Australian Privacy Act — AI-Specific Obligations

The Privacy Act and APPs are referenced in compliance backstories. The specific mapping of APP 1, 3, 6, and 11 to AI use cases was composed for the brief. These are accurate representations of the APPs but their application to Cloudcore’s AI plans is analysis, not sourced fact.

AI-Specific Data Impact Assessment Gap

The gap itself is sourced (multiple backstories confirm no AI governance framework). The specific list of AI concerns that the gap leaves unaddressed (training data consent, model bias, explainability, re-identification risk, etc.) was composed for the brief.

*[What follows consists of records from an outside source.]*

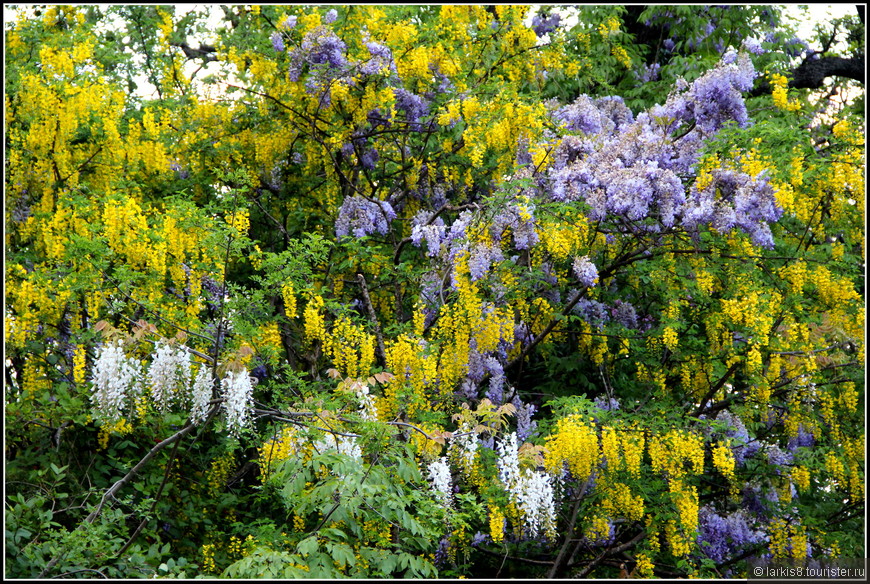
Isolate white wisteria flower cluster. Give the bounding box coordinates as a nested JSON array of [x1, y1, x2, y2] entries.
[[91, 342, 142, 422], [429, 456, 453, 507], [148, 341, 190, 412], [496, 432, 556, 537], [190, 365, 214, 424], [91, 340, 220, 427], [221, 369, 254, 436]]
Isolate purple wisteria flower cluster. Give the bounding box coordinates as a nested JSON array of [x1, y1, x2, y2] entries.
[[716, 410, 761, 466], [697, 505, 765, 563], [532, 12, 562, 37], [548, 51, 782, 247], [335, 195, 396, 239], [393, 88, 429, 130]]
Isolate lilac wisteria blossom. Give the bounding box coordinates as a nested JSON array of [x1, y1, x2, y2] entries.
[[272, 32, 284, 53], [360, 41, 396, 75], [532, 12, 562, 37], [221, 369, 254, 436], [411, 210, 447, 257], [335, 195, 396, 238], [428, 456, 453, 507], [190, 365, 214, 424], [148, 341, 190, 412], [697, 505, 765, 563], [571, 256, 598, 288], [548, 50, 782, 247]]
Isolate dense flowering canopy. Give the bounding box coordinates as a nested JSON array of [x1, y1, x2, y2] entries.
[[5, 5, 865, 579]]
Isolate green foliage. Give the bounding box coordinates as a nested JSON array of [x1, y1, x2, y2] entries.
[[4, 5, 865, 579]]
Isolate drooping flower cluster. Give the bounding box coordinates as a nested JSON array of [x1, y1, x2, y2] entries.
[[314, 433, 362, 462], [91, 342, 143, 422], [411, 211, 446, 257], [221, 369, 254, 436], [360, 41, 397, 75], [428, 456, 453, 507], [190, 365, 214, 424], [148, 341, 190, 412], [393, 88, 429, 130], [549, 51, 782, 247], [335, 195, 396, 238], [272, 32, 284, 53], [716, 410, 761, 465], [496, 432, 556, 537], [532, 12, 562, 37]]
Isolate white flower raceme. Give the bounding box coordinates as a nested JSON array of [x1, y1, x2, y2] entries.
[[190, 365, 214, 424], [496, 432, 556, 537], [495, 432, 520, 493], [221, 369, 254, 436], [355, 383, 378, 422], [91, 342, 142, 422], [314, 434, 362, 462], [148, 341, 190, 412], [517, 468, 556, 537], [429, 456, 453, 507], [450, 422, 478, 474]]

All Infrastructure Cost Benchmarks

Every cost figure in the benchmarks section was invented based on typical Australian market rates in 2024-2025:

Component Invented Range Basis
Cloud data warehouse $36-72K/yr Typical Snowflake/BigQuery pricing at moderate scale
ETL platform $18-36K/yr Fivetran/dbt Cloud mid-tier pricing
Data catalogue $12-24K/yr Commercial tooling; open-source alternative noted
MDM $24-48K/yr Implementation-heavy; conservative estimate
ML platform $36-96K/yr SageMaker/Azure ML compute costs are highly variable
ML engineer salary $180-250K/yr SOURCED from Karen Lee backstory
AI contractor $2-3.5K/day Typical Australian specialist consulting rates
MLOps tooling $6-18K/yr Commercial options; MLflow as free alternative noted
API gateway $6-24K/yr AWS API Gateway available through existing partnership
Event streaming $18-48K/yr Managed Kafka pricing at modest scale
Integration middleware $24-60K/yr Significant implementation cost acknowledged

Sensitivity Classifications

The data classification levels (PUBLIC, INTERNAL, CONFIDENTIAL, RESTRICTED) are sourced from the draft data classification policy (POL-DATA-001). The assignment of specific data sources to these levels was invented, though informed by the policy’s descriptions of each tier.

Retention Periods

Detail Status
Security logs: 12 months online, 7 years archived 7-year audit trail retention is sourced; 12-month online is invented
Infrastructure telemetry: 90 days full, 1-year downsampled Entirely invented
Support tickets: indefinite, no formal policy Invented; plausible given no data retention schedule is documented for tickets
CRM: indefinite, no hygiene schedule Invented
Billing: 7 years Sourced (financial compliance requirement in data management policy)
HR: 7 years post-departure, access logs 12 months 7-year retention sourced; 12-month access log period invented

This companion document is for instructor reference. It is not intended for student distribution unless adapted.